The most common pattern for service-to-service communication, using HTTP as the transport protocol.


// Example of service-to-service REST call in Node.js
const axios = require('axios');

async function getOrderDetails(orderId) {
  try {
    // Call Order Service
    const orderResponse = await axios.get(`http://order-service/orders/${orderId}`);
    const order = orderResponse.data;
    
    // Call User Service to get customer details
    const userResponse = await axios.get(`http://user-service/users/${order.customerId}`);
    const user = userResponse.data;
    
    // Call Product Service to get product details
    const productPromises = order.items.map(item => 
      axios.get(`http://product-service/products/${item.productId}`)
    );
    const productResponses = await Promise.all(productPromises);
    const products = productResponses.map(response => response.data);
    
    return {
      order,
      customer: user,
      products
    };
  } catch (error) {
    console.error('Error fetching order details:', error);
    throw new Error('Failed to retrieve order details');
  }
}
      

REST API Design Best Practices for Microservices

  • Use resource-oriented endpoints: Design APIs around business resources, not operations
  • Consistent error handling: Use standard HTTP status codes and error formats
  • API versioning: Use URL or header-based versioning to maintain compatibility
  • Throttling and rate limiting: Protect services from excessive requests
  • Idempotent operations: Ensure repeated requests have the same effect
  • HATEOAS: Include links to related resources to reduce coupling

gRPC (Remote Procedure Call)

A high-performance, binary protocol framework for service-to-service communication.

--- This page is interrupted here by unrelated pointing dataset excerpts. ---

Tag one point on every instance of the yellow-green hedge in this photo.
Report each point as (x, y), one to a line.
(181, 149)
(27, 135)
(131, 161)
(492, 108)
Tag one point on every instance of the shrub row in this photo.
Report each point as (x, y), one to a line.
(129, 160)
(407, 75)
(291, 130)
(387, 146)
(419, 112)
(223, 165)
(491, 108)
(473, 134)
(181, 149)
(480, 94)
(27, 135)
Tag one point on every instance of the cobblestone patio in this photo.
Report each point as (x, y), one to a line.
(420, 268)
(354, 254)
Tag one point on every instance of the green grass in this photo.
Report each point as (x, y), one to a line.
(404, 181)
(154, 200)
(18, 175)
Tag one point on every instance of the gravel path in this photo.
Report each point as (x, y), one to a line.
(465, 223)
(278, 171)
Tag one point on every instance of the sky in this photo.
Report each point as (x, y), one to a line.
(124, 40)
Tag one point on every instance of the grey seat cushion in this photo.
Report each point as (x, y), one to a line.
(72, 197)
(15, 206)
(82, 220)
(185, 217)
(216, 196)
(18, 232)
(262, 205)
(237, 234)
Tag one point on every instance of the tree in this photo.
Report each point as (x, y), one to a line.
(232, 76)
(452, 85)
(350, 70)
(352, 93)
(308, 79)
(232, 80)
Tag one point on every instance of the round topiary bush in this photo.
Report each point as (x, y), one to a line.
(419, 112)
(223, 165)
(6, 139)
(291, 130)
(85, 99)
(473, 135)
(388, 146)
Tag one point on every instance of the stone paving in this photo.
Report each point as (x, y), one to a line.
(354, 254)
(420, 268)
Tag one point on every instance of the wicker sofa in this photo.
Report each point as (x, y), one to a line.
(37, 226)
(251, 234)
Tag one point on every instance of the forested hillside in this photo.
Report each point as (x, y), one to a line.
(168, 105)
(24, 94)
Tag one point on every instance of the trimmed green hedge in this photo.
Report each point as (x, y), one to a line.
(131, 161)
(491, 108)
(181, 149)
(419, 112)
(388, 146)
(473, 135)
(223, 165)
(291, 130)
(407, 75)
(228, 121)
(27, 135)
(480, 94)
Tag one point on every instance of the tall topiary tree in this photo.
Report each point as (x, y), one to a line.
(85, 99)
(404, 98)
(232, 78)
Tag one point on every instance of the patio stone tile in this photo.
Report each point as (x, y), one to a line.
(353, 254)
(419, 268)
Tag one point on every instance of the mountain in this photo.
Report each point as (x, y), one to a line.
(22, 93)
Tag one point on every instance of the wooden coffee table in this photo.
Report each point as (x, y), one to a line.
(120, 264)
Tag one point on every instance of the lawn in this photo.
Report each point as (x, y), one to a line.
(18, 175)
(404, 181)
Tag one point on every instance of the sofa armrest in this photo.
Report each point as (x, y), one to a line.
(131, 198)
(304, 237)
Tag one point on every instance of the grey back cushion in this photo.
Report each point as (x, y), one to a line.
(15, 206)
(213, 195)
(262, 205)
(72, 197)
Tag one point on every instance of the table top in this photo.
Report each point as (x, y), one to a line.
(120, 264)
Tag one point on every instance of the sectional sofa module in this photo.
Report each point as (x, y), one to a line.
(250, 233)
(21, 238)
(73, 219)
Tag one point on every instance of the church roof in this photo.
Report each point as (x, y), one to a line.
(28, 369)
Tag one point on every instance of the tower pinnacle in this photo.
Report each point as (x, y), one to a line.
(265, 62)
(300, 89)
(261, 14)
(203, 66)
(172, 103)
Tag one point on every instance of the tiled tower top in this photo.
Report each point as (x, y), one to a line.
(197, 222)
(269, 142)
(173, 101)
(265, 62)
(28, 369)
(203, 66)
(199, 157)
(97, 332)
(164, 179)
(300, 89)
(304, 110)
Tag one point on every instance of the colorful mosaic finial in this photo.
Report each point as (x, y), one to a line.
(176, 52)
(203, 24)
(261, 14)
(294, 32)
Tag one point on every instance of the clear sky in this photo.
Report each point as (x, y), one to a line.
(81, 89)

// Example gRPC Proto definition
syntax = "proto3";

package ecommerce;

service OrderService {
  rpc GetOrder(OrderRequest) returns (Order);
  rpc CreateOrder(CreateOrderRequest) returns (Order);
  rpc UpdateOrder(UpdateOrderRequest) returns (Order);
  rpc DeleteOrder(OrderRequest) returns (DeleteResponse);
}

message OrderRequest {
  string order_id = 1;
}

message Order {
  string order_id = 1;
  string customer_id = 2;
  string status = 3;
  repeated OrderItem items = 4;
  double total_amount = 5;
  string created_at = 6;
}

message OrderItem {
  string product_id = 1;
  int32 quantity = 2;
  double price = 3;
}

message CreateOrderRequest {
  string customer_id = 1;
  repeated OrderItem items = 2;
}

message UpdateOrderRequest {
  string order_id = 1;
  string status = 2;
}

message DeleteResponse {
  bool success = 1;
}
      

gRPC vs REST Comparison

Feature gRPC REST
Protocol HTTP/2 (binary) HTTP (text)
Contract Strong (Protocol Buffers) Loose (OpenAPI optional)
Performance Higher (binary, multiplexed) Lower (text, sequential)
Browser Support Limited (requires proxy) Native
Streaming Bidirectional streaming Limited (SSE, WebSockets)
Code Generation Native, multi-language Third-party tools
Learning Curve Steeper Gentler

GraphQL for Service Aggregation

GraphQL can be used for service-to-service communication, especially when aggregating data from multiple services.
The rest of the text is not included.